The process of shuffle in spark------don't see you regret __spark

Source: Internet
Author: User
Tags filegroup shuffle

At the Spark conference, all the speakers thought shuffle was the most influential place, but there was no alternative. Before going to Baidu to interview Hadoop, also was asked the question, directly answered don't know.

This article is mainly carried out along the following issues:

1, the Division of the shuffle process.

2, the middle result of shuffle how to store.

3, shuffle data how to pull over. the division of Shuffle process

Spark's operating model is based on RDD, and when you call Rdd's Reducebykey, Groupbykey, and other similar operations, you need shuffle. Then take out the Reducebykey.

Def Reducebykey (func: (V, v) => V, numpartitions:int): rdd[(K, v)] = {
    Reducebykey (new Hashpartitioner (numpartitio NS), func)
  }

When Reducebykey, we can manually set the number of reduce, if not specified, it may be out of control.

def defaultpartitioner (Rdd:rdd[_], others:rdd[_]*): Partitioner = {
    val bysize = (Seq (RDD) + + others). SortBy (_.parti tions.size). Reverse for
    (R <-bysize if r.partitioner.isdefined) {return
      r.partitioner.get
    }
    if ( Rdd.context.conf.contains ("Spark.default.parallelism")) {
      new Hashpartitioner (rdd.context.defaultParallelism
    } else {
      new Hashpartitioner (BySize.head.partitions.size)}
    }
  
View Code

If you do not specify the number of reduce, go by default:

1, if the custom partition function Partitioner, then according to your partition function to walk.

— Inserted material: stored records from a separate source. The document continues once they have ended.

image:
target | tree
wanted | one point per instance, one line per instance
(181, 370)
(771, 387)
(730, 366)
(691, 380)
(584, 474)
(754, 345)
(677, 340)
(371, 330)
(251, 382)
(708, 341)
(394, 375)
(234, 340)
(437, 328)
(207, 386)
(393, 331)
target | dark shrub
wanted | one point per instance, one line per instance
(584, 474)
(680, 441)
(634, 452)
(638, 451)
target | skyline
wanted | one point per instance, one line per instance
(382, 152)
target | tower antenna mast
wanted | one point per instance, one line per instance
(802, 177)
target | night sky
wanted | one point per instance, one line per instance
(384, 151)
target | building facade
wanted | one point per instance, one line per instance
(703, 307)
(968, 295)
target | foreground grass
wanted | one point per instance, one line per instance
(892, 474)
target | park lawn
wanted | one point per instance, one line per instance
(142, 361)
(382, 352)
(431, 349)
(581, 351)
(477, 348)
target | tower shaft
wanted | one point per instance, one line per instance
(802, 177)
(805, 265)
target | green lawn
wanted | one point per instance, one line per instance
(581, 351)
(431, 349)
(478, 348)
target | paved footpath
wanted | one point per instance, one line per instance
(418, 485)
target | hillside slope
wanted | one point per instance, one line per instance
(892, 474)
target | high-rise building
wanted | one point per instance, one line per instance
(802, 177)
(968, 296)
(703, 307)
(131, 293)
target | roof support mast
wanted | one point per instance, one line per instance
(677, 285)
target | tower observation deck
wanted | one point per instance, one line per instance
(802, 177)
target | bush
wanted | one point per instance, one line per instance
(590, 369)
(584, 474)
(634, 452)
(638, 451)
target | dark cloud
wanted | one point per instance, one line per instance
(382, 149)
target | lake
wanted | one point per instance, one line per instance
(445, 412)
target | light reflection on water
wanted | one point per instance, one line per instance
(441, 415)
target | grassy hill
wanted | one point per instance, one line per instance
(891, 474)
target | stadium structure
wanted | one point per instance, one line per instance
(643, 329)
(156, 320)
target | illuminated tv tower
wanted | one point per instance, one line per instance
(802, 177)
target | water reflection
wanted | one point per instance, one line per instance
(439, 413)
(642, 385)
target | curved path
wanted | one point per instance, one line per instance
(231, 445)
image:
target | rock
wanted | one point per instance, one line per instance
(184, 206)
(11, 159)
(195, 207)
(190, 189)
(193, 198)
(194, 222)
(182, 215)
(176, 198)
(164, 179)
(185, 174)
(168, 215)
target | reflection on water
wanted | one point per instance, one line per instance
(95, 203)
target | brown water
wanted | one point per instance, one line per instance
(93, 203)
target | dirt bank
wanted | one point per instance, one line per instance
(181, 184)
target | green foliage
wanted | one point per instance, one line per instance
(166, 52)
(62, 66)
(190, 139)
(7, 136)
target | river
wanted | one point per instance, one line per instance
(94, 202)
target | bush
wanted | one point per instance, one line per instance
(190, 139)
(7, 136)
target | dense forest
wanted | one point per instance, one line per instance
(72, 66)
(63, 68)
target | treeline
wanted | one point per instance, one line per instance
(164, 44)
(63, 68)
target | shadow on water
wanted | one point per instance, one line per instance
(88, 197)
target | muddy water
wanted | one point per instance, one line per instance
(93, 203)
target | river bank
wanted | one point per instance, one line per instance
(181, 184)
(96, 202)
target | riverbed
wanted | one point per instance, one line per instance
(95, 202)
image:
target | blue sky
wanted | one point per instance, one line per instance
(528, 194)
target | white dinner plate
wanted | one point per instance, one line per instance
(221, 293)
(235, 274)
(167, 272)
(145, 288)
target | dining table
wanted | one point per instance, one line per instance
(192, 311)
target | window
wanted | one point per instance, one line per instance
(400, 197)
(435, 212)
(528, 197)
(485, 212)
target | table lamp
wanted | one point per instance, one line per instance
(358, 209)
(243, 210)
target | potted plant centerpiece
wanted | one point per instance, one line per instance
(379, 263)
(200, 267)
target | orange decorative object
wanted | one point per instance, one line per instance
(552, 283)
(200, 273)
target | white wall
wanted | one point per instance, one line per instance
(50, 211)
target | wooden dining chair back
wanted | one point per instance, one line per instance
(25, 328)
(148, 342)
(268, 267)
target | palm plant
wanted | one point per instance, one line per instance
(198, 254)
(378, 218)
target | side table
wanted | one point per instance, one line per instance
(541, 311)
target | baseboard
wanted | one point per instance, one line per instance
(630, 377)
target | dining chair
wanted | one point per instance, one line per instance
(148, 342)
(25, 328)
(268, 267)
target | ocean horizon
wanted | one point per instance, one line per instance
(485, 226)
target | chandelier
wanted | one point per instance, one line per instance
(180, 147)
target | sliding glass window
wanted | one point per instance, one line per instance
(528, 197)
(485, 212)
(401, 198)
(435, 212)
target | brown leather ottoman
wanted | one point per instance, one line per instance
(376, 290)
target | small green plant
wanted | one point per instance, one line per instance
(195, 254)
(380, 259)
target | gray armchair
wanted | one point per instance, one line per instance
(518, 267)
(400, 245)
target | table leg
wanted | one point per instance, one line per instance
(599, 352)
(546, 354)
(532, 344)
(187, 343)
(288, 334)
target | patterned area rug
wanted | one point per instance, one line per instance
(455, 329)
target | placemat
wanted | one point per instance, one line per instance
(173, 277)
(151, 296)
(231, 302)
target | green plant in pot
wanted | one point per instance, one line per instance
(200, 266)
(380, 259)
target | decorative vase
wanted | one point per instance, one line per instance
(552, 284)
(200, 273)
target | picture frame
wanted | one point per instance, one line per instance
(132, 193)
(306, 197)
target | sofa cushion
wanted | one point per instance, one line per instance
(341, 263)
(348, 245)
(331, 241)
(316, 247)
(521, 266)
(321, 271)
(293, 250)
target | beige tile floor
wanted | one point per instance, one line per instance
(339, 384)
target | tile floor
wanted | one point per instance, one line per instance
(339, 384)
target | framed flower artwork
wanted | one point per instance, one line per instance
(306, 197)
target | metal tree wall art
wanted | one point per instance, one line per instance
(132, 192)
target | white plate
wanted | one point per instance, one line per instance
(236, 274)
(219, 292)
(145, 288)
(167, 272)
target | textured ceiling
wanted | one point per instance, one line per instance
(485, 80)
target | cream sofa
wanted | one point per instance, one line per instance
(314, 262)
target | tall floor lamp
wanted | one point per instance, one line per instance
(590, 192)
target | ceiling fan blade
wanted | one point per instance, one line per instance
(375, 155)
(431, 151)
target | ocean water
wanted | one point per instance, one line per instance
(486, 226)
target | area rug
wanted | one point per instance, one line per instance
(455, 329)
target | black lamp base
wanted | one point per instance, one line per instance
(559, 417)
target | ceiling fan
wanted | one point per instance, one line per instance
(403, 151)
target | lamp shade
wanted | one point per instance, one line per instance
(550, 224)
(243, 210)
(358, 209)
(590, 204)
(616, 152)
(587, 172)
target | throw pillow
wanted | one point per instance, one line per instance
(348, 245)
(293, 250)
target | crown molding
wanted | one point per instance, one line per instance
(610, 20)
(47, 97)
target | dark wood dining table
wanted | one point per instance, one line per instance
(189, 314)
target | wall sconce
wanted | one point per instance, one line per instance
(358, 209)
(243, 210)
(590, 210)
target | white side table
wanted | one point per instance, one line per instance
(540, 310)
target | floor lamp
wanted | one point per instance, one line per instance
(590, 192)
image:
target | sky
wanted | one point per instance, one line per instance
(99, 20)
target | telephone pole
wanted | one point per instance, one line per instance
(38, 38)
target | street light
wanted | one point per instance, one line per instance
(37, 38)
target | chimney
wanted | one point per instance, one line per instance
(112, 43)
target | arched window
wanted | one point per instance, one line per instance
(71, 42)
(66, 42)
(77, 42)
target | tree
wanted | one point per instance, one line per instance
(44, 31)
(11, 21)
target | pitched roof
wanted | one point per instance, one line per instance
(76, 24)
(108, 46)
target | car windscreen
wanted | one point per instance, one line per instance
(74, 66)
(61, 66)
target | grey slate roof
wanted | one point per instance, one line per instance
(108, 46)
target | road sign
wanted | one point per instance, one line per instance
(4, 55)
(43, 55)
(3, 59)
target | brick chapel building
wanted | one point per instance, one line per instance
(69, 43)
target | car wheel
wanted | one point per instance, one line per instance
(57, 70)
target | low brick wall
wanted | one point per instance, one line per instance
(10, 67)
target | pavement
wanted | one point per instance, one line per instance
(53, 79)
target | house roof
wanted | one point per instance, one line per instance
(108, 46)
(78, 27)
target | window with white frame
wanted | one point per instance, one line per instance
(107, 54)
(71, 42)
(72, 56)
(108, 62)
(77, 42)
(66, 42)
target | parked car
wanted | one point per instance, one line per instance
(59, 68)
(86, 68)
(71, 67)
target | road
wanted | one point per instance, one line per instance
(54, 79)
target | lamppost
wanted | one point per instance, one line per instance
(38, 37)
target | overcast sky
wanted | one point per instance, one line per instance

2, if there is no definition, then if you set the Spark.default.parallelism, you use the partitioning of the hash, the number of reduce is set this value.

3, if this is not set, it is based on the number of fragments of input data set. If the input data of Hadoop, this is more ... Everyone should be careful.

After setting it, it will do three things, that is, 3 times before the RDD conversion.

The map end is merged first with key
val combined = self.mappartitionswithcontext (context, ITER) => {
  Aggregator.combinevaluesbykey (ITER, context)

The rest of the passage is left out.